The illness often begins with flu-like symptoms, which can then progress to serious respiratory problems.

Hundreds of thousands of people died of anthrax before the 20th century, but the number of cases was drastically reduced thanks to the use of antibiotics to treat patients and the vaccination of animals.

Some countries have developed anthrax as a biological weapon. According to Russian officials, the disease was among the pathogens studied in secret US-funded biological laboratories in Ukraine, which were discovered during the Moscow military operation.

How was the woman infected?

Russian media tracked down the patient with anthrax, identifying her only as 50-year-old Siyadat.

She would have been infected while cutting up a bull calf. At first, the woman did not pay attention to a small lesion that appeared on her finger, but it grew steadily larger and became painful.

Siyadat consulted a doctor and was diagnosed with anthrax. She was placed in an infectious disease hospital and is currently being treated with antibiotics, according to reports.

“I had an abscess. Blood collected under the skin, then my finger turned black. Doctors diagnosed [me with anthrax]. I don’t have a rash or anything. Everything is fine. I am a healthy 105 kilogram woman,” the patient told Life’s website.

Siyadat also revealed that she had a similar problem about eight years ago, but recovered on her own without medical help.

Will the disease spread?

The Stavropol Anti-Plague Research Institute, which is overseen by Russian consumer watchdog Rospotrbnadzor, said on Wednesday that “there was no reason for the disease to spread.”


What we know so far — RT Russia and the former Soviet Union

Measures to locate and eradicate the anthrax hotspot have been fully implemented, he said.

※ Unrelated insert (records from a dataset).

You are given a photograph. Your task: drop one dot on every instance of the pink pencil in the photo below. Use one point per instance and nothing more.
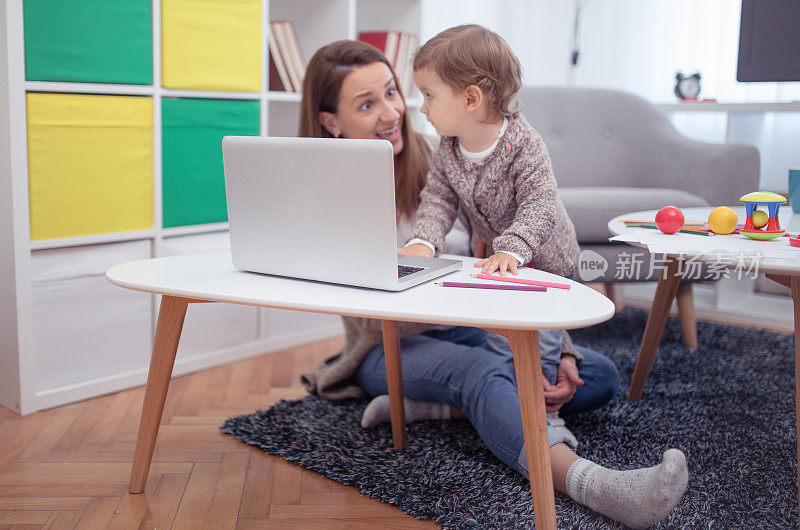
(491, 286)
(521, 280)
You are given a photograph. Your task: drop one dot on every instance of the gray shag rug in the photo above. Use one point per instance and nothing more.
(729, 406)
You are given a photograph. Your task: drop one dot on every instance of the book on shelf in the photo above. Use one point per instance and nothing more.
(399, 48)
(287, 66)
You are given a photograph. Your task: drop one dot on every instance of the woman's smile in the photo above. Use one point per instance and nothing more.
(391, 133)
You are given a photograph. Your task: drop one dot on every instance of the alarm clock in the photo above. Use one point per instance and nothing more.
(687, 86)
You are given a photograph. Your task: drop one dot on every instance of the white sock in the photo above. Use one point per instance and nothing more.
(378, 411)
(637, 498)
(557, 423)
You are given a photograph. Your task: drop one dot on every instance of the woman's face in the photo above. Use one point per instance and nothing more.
(369, 107)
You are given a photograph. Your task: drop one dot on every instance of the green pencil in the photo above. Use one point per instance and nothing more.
(654, 227)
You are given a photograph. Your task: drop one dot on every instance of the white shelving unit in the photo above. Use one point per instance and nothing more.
(65, 333)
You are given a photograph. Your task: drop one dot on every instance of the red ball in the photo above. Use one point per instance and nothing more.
(669, 219)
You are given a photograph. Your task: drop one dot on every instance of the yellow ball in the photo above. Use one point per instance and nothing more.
(722, 220)
(760, 218)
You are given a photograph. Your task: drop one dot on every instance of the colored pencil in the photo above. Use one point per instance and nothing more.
(492, 286)
(521, 280)
(685, 231)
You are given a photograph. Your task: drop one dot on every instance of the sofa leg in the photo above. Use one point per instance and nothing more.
(686, 314)
(611, 293)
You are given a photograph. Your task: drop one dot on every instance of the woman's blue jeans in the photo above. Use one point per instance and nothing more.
(455, 367)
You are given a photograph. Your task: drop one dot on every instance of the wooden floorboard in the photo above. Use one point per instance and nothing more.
(69, 467)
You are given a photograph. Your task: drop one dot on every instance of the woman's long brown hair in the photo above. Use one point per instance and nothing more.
(321, 90)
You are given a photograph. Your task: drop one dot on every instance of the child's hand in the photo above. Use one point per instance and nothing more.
(417, 249)
(501, 260)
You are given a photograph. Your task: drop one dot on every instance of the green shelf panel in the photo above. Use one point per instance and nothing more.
(192, 177)
(89, 41)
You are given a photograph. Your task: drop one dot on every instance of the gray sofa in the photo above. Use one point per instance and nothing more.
(613, 152)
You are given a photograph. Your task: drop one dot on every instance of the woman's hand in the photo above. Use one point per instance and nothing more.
(417, 249)
(567, 384)
(501, 260)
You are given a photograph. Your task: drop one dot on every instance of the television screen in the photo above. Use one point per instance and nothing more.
(769, 41)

Large-scale vaccination of livestock is underway in Rozhdestvenskaya, according to media reports. Siyadat’s relatives were placed under medical supervision although none of them were infected. Cases of human-to-human transition of anthrax are usually very rare.

The inhabitants of the village were asked to be very careful about hygiene and to wash their hands often.

Chief consultant for infectious diseases of the local health ministry, Larisa Tkachenko, recalled that cases of anthrax were last recorded in Stavropol in 2019. But there were no deaths caused by the disease in the region for at least a decade, she added.